Dengan adanya Permenperin 6/2024 ini, dia berharap produsen dalam negeri dapat menangkap peluang permintaan produk elektronika sehingga semakin meningkatkan kapasitas dan mendiversifikasi jenis produknya.
Sedangkan bagi Electronic Manufacturing Service (EMS) atau Original Equipment Manufacturer (OEM), kehadiran aturan ini dapat menjadikan peluang kerja sama dengan pemegang merek internasional yang belum memiliki lini produksi di dalam negeri.
“Sementara itu, bagi importir, adanya kepastian pendistribusian dan atau penjualan barang impor di dalam negeri,” ujar Priyadi.
Berdasarkan data Sistem Informasi Industri Nasional (SIINas) pada tahun 2023, kapasitas produksi untuk produk AC sebesar 2,7 juta unit dan realisasi produksi sekitar 1,2 juta unit. Artinya utilisasi produksinya hanya 43%.
Namun berdasarkan data Laporan Surveyor, impor produk AC pada tahun 2023 menembus angka 3,8 juta unit. Oleh karena itu, dengan kahadiran aturan impor ini dapat meningkatkan utilisasi produksi AC di dalam negeri.
“Permenperin tersebut pun disambut baik oleh para produsen elektronika di dalam negeri. Hal tersebut ditunjukkan dengan adanya beberapa surat resmi yang diterima pemerintah dari asosiasi produsen di dalam negeri yang menyatakan dukungannya,” kata Priyadi.
Daya Saing RI Masih Kurang
Sekretaris Jenderal Gabungan Pengusaha Elektronik (Gabel) Daniel Suhardiman mengemukakan bahwa terbitnya Permenperin 6/2024 ini harus dilihat dari sisi kepentingan nasional, sehingga Gabel sebagai asosiasi produsen elektronik menyambut baik dan memiliki harapan besar agar regulasi tersebut bisa diberlakukan secara konsisten.
“Memang permasalahan daya saing industri dalam negeri tidak bisa diselesaikan hanya dengan tata niaga impor, masih ada masalah-masalah rumit lainnya seperti lemahnya hilirisasi industri bahan baku dan komponen inti,” ujar Daniel.
Namun aktivitas hilirisasi tidak akan terjadi tanpa tumbuhnya industri hulu hingga ke tingkat skala ekonomis bagi industri hilir.

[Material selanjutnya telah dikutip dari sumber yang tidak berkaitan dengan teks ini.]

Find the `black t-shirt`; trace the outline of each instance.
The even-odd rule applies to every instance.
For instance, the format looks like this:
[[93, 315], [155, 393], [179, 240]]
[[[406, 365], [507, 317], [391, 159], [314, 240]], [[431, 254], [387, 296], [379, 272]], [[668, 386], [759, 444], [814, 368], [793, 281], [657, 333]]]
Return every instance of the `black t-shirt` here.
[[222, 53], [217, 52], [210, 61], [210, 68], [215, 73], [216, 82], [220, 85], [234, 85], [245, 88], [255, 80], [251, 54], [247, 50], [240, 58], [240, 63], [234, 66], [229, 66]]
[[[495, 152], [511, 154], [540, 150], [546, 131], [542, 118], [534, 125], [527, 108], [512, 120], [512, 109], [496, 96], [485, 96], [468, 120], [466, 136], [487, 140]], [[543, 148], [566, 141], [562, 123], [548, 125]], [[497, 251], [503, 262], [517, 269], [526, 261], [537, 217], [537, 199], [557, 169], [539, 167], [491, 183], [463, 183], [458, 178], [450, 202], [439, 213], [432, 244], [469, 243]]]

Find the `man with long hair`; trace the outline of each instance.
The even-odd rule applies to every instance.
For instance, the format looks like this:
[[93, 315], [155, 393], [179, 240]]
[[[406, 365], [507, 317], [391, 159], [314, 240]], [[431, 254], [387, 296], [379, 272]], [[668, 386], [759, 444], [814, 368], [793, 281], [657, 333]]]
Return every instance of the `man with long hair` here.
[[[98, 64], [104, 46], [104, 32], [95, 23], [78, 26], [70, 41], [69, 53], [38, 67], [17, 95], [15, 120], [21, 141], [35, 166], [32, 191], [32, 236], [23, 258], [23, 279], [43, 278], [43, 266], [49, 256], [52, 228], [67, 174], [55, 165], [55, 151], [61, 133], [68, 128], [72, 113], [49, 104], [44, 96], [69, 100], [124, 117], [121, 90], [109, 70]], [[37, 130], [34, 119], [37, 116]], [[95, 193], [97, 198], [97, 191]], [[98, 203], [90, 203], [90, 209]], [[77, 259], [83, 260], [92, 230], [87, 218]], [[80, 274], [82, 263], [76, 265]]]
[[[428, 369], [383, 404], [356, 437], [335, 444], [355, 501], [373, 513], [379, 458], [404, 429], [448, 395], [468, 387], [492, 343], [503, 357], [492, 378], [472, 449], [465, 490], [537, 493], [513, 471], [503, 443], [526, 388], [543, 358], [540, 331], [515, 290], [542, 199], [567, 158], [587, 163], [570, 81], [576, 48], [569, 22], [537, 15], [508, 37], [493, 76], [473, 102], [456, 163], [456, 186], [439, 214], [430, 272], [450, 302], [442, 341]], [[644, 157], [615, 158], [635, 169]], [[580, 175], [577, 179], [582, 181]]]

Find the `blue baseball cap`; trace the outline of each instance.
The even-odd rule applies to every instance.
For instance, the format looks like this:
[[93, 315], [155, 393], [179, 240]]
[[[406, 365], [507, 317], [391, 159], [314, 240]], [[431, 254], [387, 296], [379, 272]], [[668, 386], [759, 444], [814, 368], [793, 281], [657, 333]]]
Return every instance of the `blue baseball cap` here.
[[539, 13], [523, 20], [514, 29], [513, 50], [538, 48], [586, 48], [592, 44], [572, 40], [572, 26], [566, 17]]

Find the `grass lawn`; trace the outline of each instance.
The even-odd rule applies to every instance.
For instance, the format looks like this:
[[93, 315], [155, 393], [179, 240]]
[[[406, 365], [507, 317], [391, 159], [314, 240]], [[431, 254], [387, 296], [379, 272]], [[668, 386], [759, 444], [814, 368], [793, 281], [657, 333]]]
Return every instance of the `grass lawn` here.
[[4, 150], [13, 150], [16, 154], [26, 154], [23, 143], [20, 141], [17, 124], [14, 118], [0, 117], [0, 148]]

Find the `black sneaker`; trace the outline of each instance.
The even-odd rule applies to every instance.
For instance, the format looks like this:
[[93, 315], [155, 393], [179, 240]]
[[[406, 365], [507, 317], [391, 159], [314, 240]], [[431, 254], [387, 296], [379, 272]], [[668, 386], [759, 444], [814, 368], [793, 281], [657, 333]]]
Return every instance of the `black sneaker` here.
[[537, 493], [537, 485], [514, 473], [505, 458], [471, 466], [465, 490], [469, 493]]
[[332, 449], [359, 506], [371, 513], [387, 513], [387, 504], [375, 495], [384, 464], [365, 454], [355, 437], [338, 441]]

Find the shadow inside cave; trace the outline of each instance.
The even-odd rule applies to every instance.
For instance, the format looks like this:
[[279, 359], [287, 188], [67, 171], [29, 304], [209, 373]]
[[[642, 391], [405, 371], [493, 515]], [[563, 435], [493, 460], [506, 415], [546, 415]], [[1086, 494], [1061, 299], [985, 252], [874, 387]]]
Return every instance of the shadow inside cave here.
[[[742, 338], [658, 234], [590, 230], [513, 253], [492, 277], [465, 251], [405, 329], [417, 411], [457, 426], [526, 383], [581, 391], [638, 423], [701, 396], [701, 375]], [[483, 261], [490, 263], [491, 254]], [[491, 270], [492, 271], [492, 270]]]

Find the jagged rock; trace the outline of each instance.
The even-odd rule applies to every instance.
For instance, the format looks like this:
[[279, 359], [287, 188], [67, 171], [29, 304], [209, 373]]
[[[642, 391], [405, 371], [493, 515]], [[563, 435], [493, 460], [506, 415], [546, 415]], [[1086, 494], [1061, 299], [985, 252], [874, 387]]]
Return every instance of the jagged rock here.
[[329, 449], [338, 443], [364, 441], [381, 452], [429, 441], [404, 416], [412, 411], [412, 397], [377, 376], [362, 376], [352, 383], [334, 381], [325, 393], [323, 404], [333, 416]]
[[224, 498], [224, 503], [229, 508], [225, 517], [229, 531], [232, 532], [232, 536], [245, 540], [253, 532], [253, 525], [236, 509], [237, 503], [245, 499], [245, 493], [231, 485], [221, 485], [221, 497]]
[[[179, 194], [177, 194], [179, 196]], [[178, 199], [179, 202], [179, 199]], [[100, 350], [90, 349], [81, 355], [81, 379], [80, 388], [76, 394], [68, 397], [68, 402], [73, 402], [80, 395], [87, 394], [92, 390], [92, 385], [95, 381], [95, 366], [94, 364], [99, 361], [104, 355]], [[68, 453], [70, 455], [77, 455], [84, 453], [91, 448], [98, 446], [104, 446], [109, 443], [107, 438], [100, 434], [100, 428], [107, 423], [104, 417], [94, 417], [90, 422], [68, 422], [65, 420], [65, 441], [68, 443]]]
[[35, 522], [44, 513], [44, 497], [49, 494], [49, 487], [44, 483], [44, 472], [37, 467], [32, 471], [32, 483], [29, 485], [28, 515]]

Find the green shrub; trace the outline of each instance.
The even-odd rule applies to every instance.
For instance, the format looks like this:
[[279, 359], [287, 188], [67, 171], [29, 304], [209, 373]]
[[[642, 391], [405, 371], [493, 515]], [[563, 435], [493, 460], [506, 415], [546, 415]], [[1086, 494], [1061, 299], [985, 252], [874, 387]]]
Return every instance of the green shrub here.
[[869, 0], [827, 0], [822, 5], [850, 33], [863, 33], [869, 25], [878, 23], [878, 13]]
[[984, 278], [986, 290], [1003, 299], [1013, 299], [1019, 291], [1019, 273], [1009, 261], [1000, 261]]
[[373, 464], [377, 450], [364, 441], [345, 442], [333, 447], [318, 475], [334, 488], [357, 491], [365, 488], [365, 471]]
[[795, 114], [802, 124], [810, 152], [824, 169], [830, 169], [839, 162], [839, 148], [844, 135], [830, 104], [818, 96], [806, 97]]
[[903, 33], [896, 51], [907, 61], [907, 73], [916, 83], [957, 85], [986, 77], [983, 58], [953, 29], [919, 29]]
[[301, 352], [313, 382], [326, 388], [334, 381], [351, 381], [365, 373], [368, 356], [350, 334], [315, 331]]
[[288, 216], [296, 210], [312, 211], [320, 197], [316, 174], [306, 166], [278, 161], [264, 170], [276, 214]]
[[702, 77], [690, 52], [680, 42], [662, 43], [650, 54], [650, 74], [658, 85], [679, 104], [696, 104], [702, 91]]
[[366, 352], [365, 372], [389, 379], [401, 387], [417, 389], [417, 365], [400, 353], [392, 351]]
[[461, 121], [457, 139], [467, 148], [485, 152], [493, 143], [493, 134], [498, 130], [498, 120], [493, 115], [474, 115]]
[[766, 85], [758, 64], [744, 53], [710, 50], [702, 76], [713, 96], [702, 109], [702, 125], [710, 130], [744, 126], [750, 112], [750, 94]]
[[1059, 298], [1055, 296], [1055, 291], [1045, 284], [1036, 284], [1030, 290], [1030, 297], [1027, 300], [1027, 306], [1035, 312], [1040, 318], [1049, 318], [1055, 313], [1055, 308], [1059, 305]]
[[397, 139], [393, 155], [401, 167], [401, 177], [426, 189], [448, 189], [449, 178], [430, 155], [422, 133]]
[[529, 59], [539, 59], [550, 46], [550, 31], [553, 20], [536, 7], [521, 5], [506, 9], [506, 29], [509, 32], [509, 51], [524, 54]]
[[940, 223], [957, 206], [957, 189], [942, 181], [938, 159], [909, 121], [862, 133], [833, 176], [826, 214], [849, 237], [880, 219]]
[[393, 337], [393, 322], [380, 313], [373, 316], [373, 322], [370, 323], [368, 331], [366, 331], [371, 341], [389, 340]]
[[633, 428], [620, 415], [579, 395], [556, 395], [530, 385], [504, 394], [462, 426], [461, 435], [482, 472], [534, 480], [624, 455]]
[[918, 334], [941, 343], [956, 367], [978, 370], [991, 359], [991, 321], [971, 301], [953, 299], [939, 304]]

Dengan adanya Permenperin 6/2024 ini, Gabel berharap industri hulu akan tumbuh pesat sehingga akan memicu hilirisasi yang terintegrasi.
“Tentu saja, tantangan pemerintah untuk menjalankan peraturan ini sangat tinggi, dan perlu dukungan dan masukan seluruh stakeholder agar bisa dijalankan secara lancar. Kalaupun ada masalah di operasional, ya diperbaiki bersama, bukan dipermasalahkan esensi Permen-nya,” kata Daniel.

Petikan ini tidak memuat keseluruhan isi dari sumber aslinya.